Even when they were recording in their buddy's Buffalo apartment, moe. has always made pretty groovy albums. Rarely have they been afraid to experiment, from their early live/studio hybrid Loaf to the conceptual segues of Wormwood. Their newest, The Conch, follows those paths and more, ultimately leading moe. down a breadcrumb trail that lands them, unfortunately and uncomfortably, to a place almost in the middle of the road. The quintet sometimes sound like a random strum-happy jamband one might encounter at the long-closed Wetlands opening up for, well, moe..
In places, this works to their advantage. "Lost Along the Way" vibes along pleasantly, properly elegiac and twangy. "There wasn't a sound except for the rush of blood inside your head," Al Schnier and Chuck Garvey harmonize evocatively on the chorus (catchy either on its own terms or, perhaps, because it sounds like Phish's "Dirt").

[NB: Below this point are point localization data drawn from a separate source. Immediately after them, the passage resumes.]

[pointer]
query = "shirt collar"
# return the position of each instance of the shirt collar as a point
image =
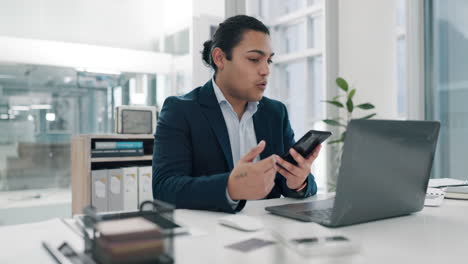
(251, 106)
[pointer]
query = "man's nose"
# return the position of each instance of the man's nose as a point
(265, 69)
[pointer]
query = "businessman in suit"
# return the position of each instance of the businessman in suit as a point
(217, 146)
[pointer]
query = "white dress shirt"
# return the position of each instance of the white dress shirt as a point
(241, 132)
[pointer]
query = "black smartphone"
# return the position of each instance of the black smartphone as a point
(307, 144)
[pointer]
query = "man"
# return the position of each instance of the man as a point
(217, 146)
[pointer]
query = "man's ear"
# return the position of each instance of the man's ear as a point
(219, 58)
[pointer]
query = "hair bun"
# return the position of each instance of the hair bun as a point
(206, 54)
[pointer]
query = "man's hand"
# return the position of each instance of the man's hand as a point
(252, 181)
(297, 175)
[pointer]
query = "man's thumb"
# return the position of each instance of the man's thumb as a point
(254, 152)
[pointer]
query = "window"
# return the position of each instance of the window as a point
(401, 65)
(297, 75)
(447, 84)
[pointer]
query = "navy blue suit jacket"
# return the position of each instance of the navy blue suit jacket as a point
(192, 156)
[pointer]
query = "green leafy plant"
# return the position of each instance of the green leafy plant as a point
(344, 101)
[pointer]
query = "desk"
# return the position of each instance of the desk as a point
(434, 235)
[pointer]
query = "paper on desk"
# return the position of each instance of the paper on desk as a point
(434, 197)
(434, 183)
(28, 237)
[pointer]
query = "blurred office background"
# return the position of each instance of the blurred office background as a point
(66, 64)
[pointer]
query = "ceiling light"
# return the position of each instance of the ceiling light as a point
(50, 117)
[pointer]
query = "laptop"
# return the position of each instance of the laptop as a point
(385, 170)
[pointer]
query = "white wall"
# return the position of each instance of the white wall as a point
(367, 52)
(124, 23)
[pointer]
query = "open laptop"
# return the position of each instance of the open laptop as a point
(384, 173)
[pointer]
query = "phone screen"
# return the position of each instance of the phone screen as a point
(307, 144)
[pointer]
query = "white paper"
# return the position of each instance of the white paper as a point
(444, 182)
(147, 183)
(115, 185)
(100, 189)
(130, 182)
(434, 197)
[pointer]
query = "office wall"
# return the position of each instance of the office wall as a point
(124, 24)
(367, 52)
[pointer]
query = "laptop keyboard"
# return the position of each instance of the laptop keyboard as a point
(320, 215)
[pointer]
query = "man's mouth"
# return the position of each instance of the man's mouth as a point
(262, 85)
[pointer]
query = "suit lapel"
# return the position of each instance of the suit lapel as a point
(263, 130)
(212, 111)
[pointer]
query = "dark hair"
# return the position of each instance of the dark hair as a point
(229, 34)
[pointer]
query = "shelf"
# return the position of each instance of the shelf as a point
(112, 159)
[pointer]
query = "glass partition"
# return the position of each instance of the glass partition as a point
(42, 107)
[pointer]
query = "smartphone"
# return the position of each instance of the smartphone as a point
(307, 144)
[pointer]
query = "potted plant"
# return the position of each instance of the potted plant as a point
(343, 101)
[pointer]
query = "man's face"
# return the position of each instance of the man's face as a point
(246, 73)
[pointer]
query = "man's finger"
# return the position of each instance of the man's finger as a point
(254, 152)
(288, 175)
(298, 158)
(267, 163)
(311, 158)
(288, 166)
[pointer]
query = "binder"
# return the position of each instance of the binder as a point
(99, 190)
(145, 186)
(115, 189)
(130, 188)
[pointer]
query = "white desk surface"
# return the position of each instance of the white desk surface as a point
(434, 235)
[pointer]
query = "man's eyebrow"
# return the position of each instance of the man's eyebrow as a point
(261, 52)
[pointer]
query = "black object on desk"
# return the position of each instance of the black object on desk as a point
(155, 211)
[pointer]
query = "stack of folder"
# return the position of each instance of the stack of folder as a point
(131, 240)
(117, 149)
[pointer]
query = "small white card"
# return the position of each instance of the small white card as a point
(434, 197)
(100, 189)
(115, 185)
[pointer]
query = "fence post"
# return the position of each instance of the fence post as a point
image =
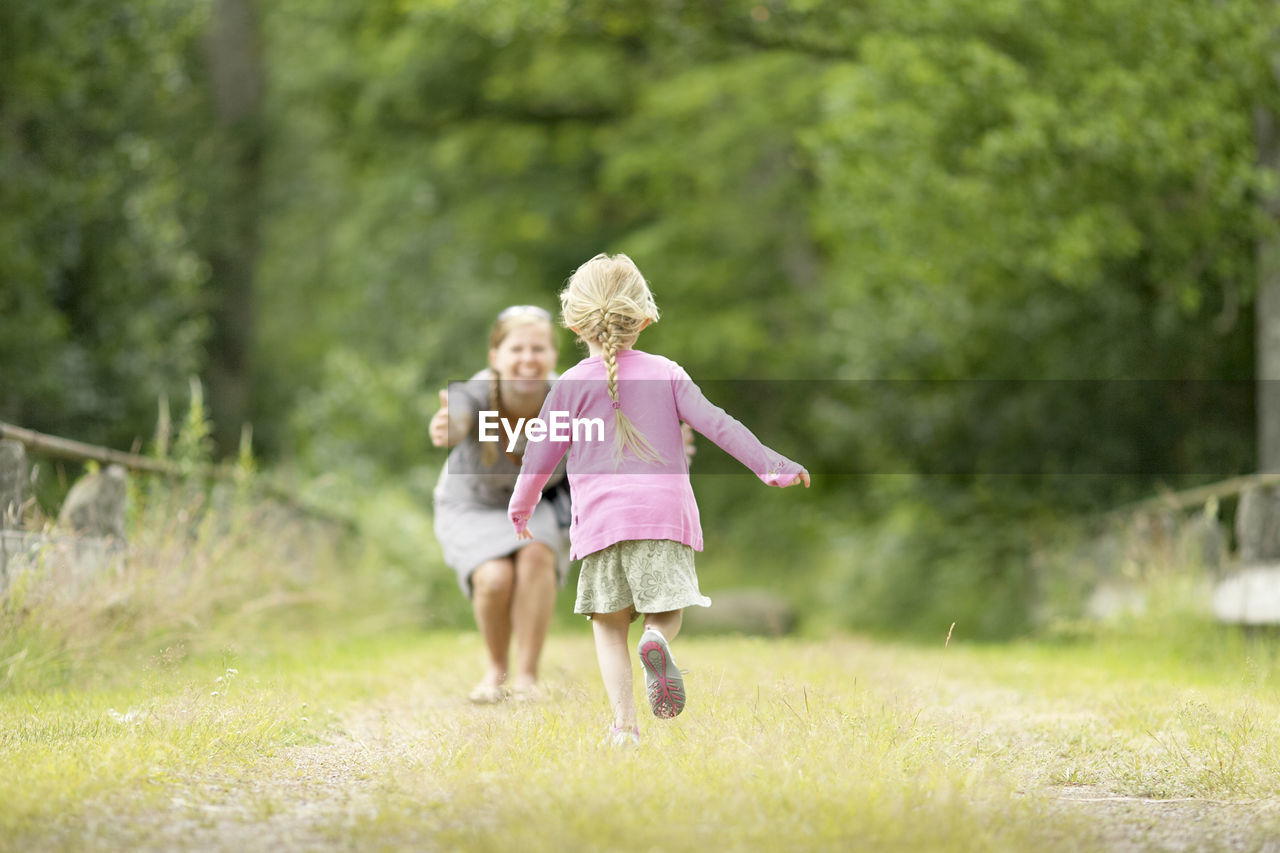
(13, 479)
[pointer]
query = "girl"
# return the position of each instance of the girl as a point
(634, 518)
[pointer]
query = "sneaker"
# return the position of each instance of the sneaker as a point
(621, 737)
(662, 680)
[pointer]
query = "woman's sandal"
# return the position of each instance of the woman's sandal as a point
(487, 694)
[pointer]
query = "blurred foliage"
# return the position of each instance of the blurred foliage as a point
(106, 165)
(976, 219)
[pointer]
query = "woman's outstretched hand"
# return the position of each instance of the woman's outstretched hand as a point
(803, 477)
(439, 425)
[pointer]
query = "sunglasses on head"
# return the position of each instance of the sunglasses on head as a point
(516, 310)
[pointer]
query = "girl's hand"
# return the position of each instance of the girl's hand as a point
(686, 433)
(439, 427)
(803, 477)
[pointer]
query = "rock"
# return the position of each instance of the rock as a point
(1249, 597)
(96, 503)
(1257, 525)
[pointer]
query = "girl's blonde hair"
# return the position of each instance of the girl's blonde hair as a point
(608, 301)
(508, 320)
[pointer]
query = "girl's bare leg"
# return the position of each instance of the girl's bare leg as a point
(613, 655)
(668, 623)
(531, 607)
(490, 600)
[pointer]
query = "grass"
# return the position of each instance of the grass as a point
(227, 689)
(792, 744)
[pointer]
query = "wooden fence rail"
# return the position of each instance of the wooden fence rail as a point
(76, 451)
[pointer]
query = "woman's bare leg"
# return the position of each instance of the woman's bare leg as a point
(533, 603)
(492, 585)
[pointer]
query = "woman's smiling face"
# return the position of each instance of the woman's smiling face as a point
(525, 356)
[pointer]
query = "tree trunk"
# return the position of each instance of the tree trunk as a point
(236, 69)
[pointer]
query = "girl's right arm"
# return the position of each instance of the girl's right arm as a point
(732, 437)
(539, 463)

Unfortunately, after a sparkling, entwined guitar duet between the two, which would've been a perfect ending, the tune edges into predictable jamband histrionics and a final chorus whose primary drama comes from Schnier's voice being cranked up in the mix.
Like Wormwood, The Conch is littered with tantalizing one-minute interstitals — including the chaos-happy title cut, the brief jam on "Tubing the River Styx," the mysterious Talking Heads-like chanting of "y eaux Massa," and the dripping trip-hop of "The Col" — but most just set-up more plodding, mid-tempo hippie pop. The introduction and subsequent verses to the album-closing "Brittle End" are sparse and beautiful. Without the drums, Rob Derhak’s melody might even approach shimmering Radiohead territory. The drums, which recall the needless thunder of 1980s Jerry Garcia ballads, prevent the song from reaching the ethereal, lashing it to a platonic arena somewhere.

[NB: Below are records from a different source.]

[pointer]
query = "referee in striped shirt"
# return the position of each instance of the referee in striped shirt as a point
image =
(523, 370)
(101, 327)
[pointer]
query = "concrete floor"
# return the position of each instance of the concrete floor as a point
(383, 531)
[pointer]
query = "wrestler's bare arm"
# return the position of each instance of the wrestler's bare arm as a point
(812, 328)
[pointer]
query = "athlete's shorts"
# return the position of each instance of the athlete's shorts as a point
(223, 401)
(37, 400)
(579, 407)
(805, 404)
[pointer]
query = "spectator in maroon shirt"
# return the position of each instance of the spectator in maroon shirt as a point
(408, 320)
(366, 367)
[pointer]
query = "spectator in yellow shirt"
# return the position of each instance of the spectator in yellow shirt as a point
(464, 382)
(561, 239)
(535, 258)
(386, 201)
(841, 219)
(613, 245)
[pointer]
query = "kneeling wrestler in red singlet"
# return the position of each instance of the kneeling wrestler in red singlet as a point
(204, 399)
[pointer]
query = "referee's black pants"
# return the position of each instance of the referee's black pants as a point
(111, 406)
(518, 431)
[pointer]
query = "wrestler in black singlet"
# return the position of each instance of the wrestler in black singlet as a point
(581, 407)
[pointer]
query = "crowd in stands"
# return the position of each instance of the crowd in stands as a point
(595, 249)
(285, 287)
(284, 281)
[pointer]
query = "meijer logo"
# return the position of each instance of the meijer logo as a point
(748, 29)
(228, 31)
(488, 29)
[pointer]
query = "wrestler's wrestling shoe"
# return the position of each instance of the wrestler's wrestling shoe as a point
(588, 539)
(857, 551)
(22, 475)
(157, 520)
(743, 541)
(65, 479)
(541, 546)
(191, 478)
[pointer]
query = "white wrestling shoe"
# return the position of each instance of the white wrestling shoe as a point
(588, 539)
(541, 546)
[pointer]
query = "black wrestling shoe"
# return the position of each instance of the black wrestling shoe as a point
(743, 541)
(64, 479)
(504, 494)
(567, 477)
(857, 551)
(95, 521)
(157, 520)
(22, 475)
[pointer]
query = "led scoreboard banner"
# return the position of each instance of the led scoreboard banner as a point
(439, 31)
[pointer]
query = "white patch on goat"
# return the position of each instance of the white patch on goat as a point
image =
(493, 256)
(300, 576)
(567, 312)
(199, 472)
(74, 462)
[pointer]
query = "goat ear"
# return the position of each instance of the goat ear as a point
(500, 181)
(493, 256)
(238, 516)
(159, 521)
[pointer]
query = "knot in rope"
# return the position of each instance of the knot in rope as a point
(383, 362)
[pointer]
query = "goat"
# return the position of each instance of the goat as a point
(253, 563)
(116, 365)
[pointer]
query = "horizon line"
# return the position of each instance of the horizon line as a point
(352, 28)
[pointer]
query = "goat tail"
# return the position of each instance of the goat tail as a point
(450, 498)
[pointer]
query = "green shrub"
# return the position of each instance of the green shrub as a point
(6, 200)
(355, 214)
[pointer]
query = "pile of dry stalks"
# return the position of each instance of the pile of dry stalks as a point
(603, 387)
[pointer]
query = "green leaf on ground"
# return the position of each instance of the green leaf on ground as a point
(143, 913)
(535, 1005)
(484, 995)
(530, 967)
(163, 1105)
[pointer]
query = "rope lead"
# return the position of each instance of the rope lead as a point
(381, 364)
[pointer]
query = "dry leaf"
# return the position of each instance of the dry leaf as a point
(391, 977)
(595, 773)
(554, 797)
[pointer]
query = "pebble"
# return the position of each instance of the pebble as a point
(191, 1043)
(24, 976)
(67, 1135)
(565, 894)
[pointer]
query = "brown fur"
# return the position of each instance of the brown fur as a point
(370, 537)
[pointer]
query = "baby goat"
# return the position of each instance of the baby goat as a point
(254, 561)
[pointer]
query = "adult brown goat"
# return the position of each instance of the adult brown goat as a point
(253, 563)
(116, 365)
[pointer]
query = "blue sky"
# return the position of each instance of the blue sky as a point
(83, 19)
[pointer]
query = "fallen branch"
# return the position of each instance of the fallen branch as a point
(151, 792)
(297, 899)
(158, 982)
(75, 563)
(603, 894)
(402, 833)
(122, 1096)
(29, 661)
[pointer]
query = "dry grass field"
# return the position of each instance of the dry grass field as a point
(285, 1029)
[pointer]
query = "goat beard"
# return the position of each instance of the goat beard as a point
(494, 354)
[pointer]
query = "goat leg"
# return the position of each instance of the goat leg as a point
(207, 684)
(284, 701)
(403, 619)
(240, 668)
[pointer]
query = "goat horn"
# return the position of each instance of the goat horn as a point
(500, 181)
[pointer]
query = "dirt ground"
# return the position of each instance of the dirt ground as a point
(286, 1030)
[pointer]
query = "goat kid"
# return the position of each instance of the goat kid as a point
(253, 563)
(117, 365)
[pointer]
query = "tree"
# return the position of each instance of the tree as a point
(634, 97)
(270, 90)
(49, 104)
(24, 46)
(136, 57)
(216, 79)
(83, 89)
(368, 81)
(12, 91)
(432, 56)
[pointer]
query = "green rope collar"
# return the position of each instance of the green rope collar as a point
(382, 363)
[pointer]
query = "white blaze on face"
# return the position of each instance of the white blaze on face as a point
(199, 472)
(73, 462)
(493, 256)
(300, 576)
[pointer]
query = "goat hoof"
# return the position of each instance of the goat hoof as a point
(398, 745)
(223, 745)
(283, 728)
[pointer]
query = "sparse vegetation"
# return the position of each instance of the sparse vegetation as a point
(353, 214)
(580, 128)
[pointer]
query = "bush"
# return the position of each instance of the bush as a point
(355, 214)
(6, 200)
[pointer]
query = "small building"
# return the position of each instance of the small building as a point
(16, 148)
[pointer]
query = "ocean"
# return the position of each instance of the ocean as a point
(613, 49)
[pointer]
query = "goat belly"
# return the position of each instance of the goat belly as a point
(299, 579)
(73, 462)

There's intra-song experimentation, too, though it is often buried, like the warm electronic textures burbling too far below the surface of Derhak's bongo-dehanced suicide meditation "Another One Gone," and the unneeded news samples tucked below an otherwise fantastic guitar breakdown on "Tailspin." Chuck Garvey's "Wind It Up," meanwhile, alternates between half-speed "You Enjoy Myself" ballet and a mellow electronic groove (eventually delivering on the former). Where the album rocks, though, it only does so in quotation marks: "Tailspin" and "The Pit" both boogie meancingly, but neither rises on its hind legs. Besides a good use of Jim Loughlin's vibraphone on the latter, both eventually just sound like Widespread Panic. Fuck that.
Like every moe. album, The Conch is packed with ideas. If it is lacking, it is only through lethargy — but that might not be a turn-off for some. For better or worse, moe. sound unquestionably like themselves, from Al Schnier’s nasal voice and weedlephonic guitar, to Jim Loughlin’s melodic percussion counterpoints. They’re a jamband, and they sound like a jamband. And that’s alright, but — given how much they have going on in their music — they could be so much, um, mo’.